From: Frederic Weisbecker <frederic@kernel.org>
To: Anna-Maria Behnsen <anna-maria@linutronix.de>
Cc: linux-kernel@vger.kernel.org,
Peter Zijlstra <peterz@infradead.org>,
John Stultz <jstultz@google.com>,
Thomas Gleixner <tglx@linutronix.de>,
Eric Dumazet <edumazet@google.com>,
"Rafael J . Wysocki" <rafael.j.wysocki@intel.com>,
Arjan van de Ven <arjan@infradead.org>,
"Paul E . McKenney" <paulmck@kernel.org>,
Rik van Riel <riel@surriel.com>,
Steven Rostedt <rostedt@goodmis.org>,
Sebastian Siewior <bigeasy@linutronix.de>,
Giovanni Gherdovich <ggherdovich@suse.cz>,
Lukasz Luba <lukasz.luba@arm.com>,
"Gautham R . Shenoy" <gautham.shenoy@amd.com>,
Srinivas Pandruvada <srinivas.pandruvada@intel.com>,
K Prateek Nayak <kprateek.nayak@amd.com>
Subject: Re: [PATCH v10 18/20] timers: Implement the hierarchical pull model
Date: Fri, 26 Jan 2024 13:53:13 +0100 [thread overview]
Message-ID: <ZbOrOV8kWUd59h9q@lothringen> (raw)
In-Reply-To: <20240115143743.27827-19-anna-maria@linutronix.de>
On Mon, Jan 15, 2024 at 03:37:41PM +0100, Anna-Maria Behnsen wrote:
> + * Protection of the tmigr group state information:
> + * ------------------------------------------------
> + *
> + * The state information with the list of active children and migrator needs to
> + * be protected by a sequence counter. It prevents a race when updates in child
> + * groups are propagated in changed order. The state update is performed
> + * lockless and group wise.
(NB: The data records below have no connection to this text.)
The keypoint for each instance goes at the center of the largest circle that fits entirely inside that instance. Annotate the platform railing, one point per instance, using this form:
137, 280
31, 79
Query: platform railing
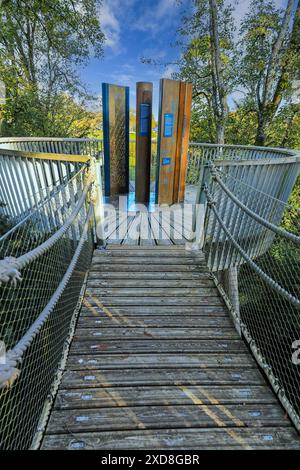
53, 204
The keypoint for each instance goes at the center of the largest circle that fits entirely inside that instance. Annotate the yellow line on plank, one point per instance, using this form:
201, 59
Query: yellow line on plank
197, 401
221, 407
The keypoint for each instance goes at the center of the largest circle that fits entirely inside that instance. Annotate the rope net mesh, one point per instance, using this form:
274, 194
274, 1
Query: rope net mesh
267, 265
22, 403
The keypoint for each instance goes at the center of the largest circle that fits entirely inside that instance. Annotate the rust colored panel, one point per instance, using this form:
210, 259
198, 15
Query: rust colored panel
169, 97
186, 91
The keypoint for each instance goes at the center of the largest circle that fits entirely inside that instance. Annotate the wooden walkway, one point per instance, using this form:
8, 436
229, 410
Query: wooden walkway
156, 363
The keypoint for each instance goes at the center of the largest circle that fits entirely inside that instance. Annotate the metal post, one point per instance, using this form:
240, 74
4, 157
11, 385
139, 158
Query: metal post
230, 282
200, 209
98, 204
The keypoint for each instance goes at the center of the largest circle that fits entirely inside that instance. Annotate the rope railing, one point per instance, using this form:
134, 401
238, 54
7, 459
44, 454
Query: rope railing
9, 371
255, 262
10, 267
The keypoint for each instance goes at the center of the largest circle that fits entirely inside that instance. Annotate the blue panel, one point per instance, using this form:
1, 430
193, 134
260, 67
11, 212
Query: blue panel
168, 125
144, 119
127, 136
105, 97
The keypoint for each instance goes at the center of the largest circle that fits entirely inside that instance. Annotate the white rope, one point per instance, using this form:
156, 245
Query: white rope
273, 284
284, 233
9, 371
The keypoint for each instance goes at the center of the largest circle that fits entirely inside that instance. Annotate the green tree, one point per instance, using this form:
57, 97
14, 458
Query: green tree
269, 59
41, 42
208, 60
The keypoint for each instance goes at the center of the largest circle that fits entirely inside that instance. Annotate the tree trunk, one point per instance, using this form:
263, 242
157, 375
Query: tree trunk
220, 133
260, 139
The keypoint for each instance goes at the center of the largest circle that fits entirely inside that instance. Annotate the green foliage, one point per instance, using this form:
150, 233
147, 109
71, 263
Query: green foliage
41, 43
4, 222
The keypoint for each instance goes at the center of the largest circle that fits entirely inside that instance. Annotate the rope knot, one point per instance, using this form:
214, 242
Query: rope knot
9, 271
8, 370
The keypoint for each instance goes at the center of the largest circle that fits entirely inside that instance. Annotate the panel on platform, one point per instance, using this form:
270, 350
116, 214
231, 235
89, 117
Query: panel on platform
174, 124
115, 101
143, 141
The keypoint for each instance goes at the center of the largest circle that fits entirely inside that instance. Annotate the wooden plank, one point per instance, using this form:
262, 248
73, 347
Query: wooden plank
154, 321
146, 267
137, 249
93, 308
179, 261
92, 334
155, 352
144, 253
163, 395
158, 360
167, 301
124, 282
193, 438
78, 379
123, 346
99, 275
165, 417
153, 292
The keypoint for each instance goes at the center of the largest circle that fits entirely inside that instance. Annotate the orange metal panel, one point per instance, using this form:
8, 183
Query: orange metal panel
187, 91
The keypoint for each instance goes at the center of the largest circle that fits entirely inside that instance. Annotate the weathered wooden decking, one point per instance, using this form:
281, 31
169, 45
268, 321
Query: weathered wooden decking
156, 363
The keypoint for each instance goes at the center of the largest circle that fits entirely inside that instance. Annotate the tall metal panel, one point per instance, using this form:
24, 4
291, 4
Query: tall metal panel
143, 140
186, 90
174, 115
115, 102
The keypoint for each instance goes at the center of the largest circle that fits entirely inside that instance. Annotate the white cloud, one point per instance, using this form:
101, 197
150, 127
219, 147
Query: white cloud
169, 70
110, 25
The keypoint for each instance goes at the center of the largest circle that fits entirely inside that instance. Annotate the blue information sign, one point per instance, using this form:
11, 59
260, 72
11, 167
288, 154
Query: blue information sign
168, 125
144, 119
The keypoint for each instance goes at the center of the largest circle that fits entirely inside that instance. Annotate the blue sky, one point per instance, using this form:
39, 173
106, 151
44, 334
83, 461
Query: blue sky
141, 28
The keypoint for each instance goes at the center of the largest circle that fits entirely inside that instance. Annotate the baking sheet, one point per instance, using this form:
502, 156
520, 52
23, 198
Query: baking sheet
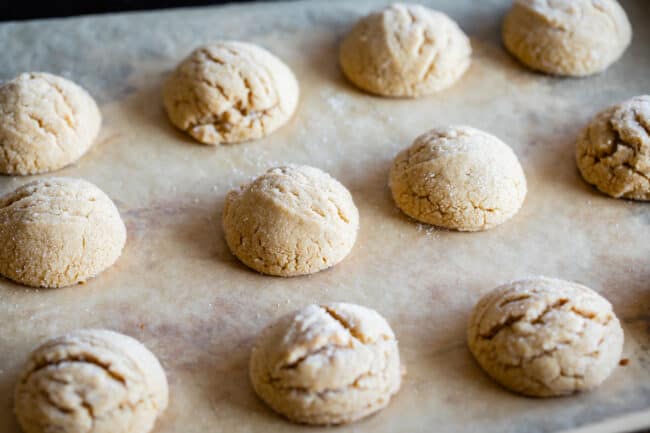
178, 289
The following scenario describes what happens
> + * without updating the sequence counter:
> + *
> + * Therefore, let's take three groups and four CPUs (CPU2 and CPU3 as well
> + * as GRP0:1 will not change during the scenario):
> + *
> + * LVL 1 [GRP1:0]
> + * migrator = GRP0:1
> + * active = GRP0:0, GRP0:1
> + * / \
> + * LVL 0 [GRP0:0] [GRP0:1]
> + * migrator = CPU0 migrator = CPU2
> + * active = CPU0 active = CPU2
> + * / \ / \
> + * CPUs 0 1 2 3
> + * active idle active idle
> + *
> + *
> + * 1. CPU0 goes idle. As the update is performed group wise, in the first step
> + * only GRP0:0 is updated. The update of GRP1:0 is pending as CPU0 has to
> + * walk the hierarchy.
> + *
> + * LVL 1 [GRP1:0]
> + * migrator = GRP0:1
> + * active = GRP0:0, GRP0:1
> + * / \
> + * LVL 0 [GRP0:0] [GRP0:1]
> + * --> migrator = TMIGR_NONE migrator = CPU2
> + * --> active = active = CPU2
> + * / \ / \
> + * CPUs 0 1 2 3
> + * --> idle idle active idle
> + *
> + * 2. While CPU0 goes idle and continues to update the state, CPU1 comes out of
> + * idle. CPU1 updates GRP0:0. The update for GRP1:0 is pending as CPU1 also
> + * has to the hierarchy. Both CPUs (CPU0 and CPU1) now walk the hierarchy to
> + * perform the needed update from their point of view. The currently visible
> + * state looks the following:
> + *
> + * LVL 1 [GRP1:0]
> + * migrator = GRP0:1
> + * active = GRP0:0, GRP0:1
> + * / \
> + * LVL 0 [GRP0:0] [GRP0:1]
> + * --> migrator = CPU1 migrator = CPU2
> + * --> active = CPU1 active = CPU2
> + * / \ / \
> + * CPUs 0 1 2 3
> + * idle --> active active idle
> + *
> + * 3. Here is the race condition: CPU1 managed to propagate its changes (from
> + * step 2) through the hierarchy to GRP1:0 before CPU0 (step 1) did. The
> + * active members of GRP1:0 remain unchanged after the update since it is
> + * still valid from CPU1 current point of view:
> + *
> + * LVL 1 [GRP1:0]
> + * --> migrator = GRP0:1
> + * --> active = GRP0:0, GRP0:1
> + * / \
> + * LVL 0 [GRP0:0] [GRP0:1]
> + * migrator = CPU1 migrator = CPU2
> + * active = CPU1 active = CPU2
> + * / \ / \
> + * CPUs 0 1 2 3
> + * idle active active idle
So let's take this scenario and suppose we are at this stage. CPU 1
has propagated the state up to [GRP1:0] and CPU 0 is going to do it
but hasn't yet.
> +static bool tmigr_inactive_up(struct tmigr_group *group,
> + struct tmigr_group *child,
> + void *ptr)
> +{
> + union tmigr_state curstate, newstate, childstate;
> + struct tmigr_walk *data = ptr;
> + bool walk_done;
> + u8 childmask;
> +
> + childmask = data->childmask;
> + curstate.state = atomic_read(&group->migr_state);
And now suppose CPU 0 arrives here and sees the group->migr_state change
performed by CPU 1. So it's all good, right? The below atomic_cmpxchg()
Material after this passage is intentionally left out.